Le même jour, A______ s'est déterminée sur le rapport du SEASP du 18 avril 2023 et, au vu des éléments extrêmement inquiétants exprimés dans ce rapport, elle a requis le prononcé de mesures superprovisionnelles et provisionnelles, concluant à ce qu'un droit de visite plus limité soit octroyé au père, celui-ci devant s'exercer les mercredis après-midi de 16h30 à 19h et, un week-end sur deux, les vendredis soirs de 16h à 19h, les samedis de 10h à 19h et les dimanches de 10h à 18h. Elle a par ailleurs informé le Tribunal de protection que C______ bénéficiait désormais d'un suivi thérapeutique.

Par ordonnance du 15 mai 2023, le Tribunal de protection, statuant sur mesures superprovisionnelles, a rejeté la requête formée par A______ en limitation du droit de visite du père, estimant que la situation n'était pas "suffisamment critique" pour justifier de ne pas respecter le droit d'être entendu du père ni même proportionné, de réduire le droit de visite, ainsi que d'en supprimer les nuits pour pallier les vraisemblables difficultés éducatives du père, dès lors qu'à ce stade de la procédure, la curatelle d'assistance éducative instaurée par le Tribunal sur mesures superprovisionnelles apparaissait suffisante pour y remédier. De plus, le père disait avoir lui-même mis en place une action préventive en milieu familial (APMF).

Le Tribunal de protection a pour le surplus communiqué, pour raison de compétence, copie de la procédure pendante devant lui au Tribunal, saisi de la procédure de divorce.

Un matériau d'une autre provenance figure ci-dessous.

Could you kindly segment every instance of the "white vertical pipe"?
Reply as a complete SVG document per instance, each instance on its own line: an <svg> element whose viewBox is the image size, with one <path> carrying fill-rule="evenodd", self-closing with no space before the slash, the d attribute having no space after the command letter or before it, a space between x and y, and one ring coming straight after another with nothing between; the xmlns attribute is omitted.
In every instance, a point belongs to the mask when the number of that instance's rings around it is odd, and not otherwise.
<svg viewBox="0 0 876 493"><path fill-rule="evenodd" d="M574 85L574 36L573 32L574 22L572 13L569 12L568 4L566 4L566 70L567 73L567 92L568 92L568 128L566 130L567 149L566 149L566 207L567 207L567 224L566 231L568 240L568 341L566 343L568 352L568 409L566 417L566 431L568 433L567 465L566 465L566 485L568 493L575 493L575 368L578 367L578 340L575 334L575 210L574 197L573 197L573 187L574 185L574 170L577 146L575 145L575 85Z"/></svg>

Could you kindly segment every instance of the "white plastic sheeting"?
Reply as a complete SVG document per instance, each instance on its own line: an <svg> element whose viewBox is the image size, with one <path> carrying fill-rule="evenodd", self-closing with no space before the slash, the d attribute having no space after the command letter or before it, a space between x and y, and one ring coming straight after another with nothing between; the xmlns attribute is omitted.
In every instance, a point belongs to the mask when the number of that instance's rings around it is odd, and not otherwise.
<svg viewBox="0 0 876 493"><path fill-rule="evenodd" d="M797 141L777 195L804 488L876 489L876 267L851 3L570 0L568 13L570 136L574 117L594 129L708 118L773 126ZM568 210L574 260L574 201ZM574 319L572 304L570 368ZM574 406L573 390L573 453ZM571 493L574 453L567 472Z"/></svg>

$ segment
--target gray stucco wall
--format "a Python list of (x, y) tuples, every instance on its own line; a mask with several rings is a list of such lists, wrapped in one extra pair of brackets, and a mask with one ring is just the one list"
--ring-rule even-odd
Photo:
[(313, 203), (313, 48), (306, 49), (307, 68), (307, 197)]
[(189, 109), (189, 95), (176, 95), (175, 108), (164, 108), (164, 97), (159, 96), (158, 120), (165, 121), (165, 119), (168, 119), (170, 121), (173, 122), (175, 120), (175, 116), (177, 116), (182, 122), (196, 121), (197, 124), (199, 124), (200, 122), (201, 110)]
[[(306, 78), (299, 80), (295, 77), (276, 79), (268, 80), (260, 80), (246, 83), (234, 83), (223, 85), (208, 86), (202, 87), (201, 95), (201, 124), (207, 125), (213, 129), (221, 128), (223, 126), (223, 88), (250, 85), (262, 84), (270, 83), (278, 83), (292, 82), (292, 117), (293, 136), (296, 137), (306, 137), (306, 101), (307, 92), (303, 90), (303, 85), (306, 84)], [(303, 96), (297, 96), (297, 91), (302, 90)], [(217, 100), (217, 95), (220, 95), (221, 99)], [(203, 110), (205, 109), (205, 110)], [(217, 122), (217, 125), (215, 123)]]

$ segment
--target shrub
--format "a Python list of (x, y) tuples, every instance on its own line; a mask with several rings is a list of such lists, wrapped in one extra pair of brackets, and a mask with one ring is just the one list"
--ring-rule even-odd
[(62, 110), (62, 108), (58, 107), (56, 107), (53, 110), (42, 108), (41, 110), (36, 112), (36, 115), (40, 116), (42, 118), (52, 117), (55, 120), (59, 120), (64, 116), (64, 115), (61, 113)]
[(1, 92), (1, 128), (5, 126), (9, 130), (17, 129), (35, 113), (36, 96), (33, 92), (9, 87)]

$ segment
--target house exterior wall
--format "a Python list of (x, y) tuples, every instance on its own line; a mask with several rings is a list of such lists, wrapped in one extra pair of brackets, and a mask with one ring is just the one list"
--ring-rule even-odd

p. Le 1er juin 2023, A______ a déposé une demande en divorce motivée assortie de conclusions sur mesures provisionnelles.

Sur mesures provisionnelles, elle a notamment conclu à ce que la garde de l'enfant lui soit confiée, à ce qu'un droit de visite, devant s'exercer, sauf accord contraire, les mercredis après-midi de 16h30 à 19h ainsi qu'un week-end sur deux, les vendredis soir de 16h à 19h, les samedis de 10h à 19h et les dimanche de 10h à 18h, soit accordé au père, et à ce que les curatelles d'organisation et de surveillance des relations personnelles et d'assistance éducative, mises en place par le Tribunal de protection, soient maintenues.

q. Par réponse du 5 juillet 2023, B______ a notamment conclu, sur mesures provisionnelles, à ce que les relations personnelles sur sa fille C______ soient maintenues telles qu'elles avaient été fixées dans le cadre des mesures protectrices, soit à raison d'un week-end sur deux du vendredi à la sortie de l'école au dimanche soir, ainsi que le mercredi à la sortie du cours de gymnastique au jeudi matin. Il a conclu également à ce que la mesure de curatelle d'assistance éducative prononcée par le Tribunal de protection le 21 avril 2023 soit révoquée, à ce qu'il soit fait interdiction à A______ de se rendre à la sortie de l'école et à la sortie des activités de C______ lors de son droit de visite et à ce qu'il soit fait interdiction à A______ d'organiser des activités sur ses droits de visite, sous menace de la peine de l'article 292 CP.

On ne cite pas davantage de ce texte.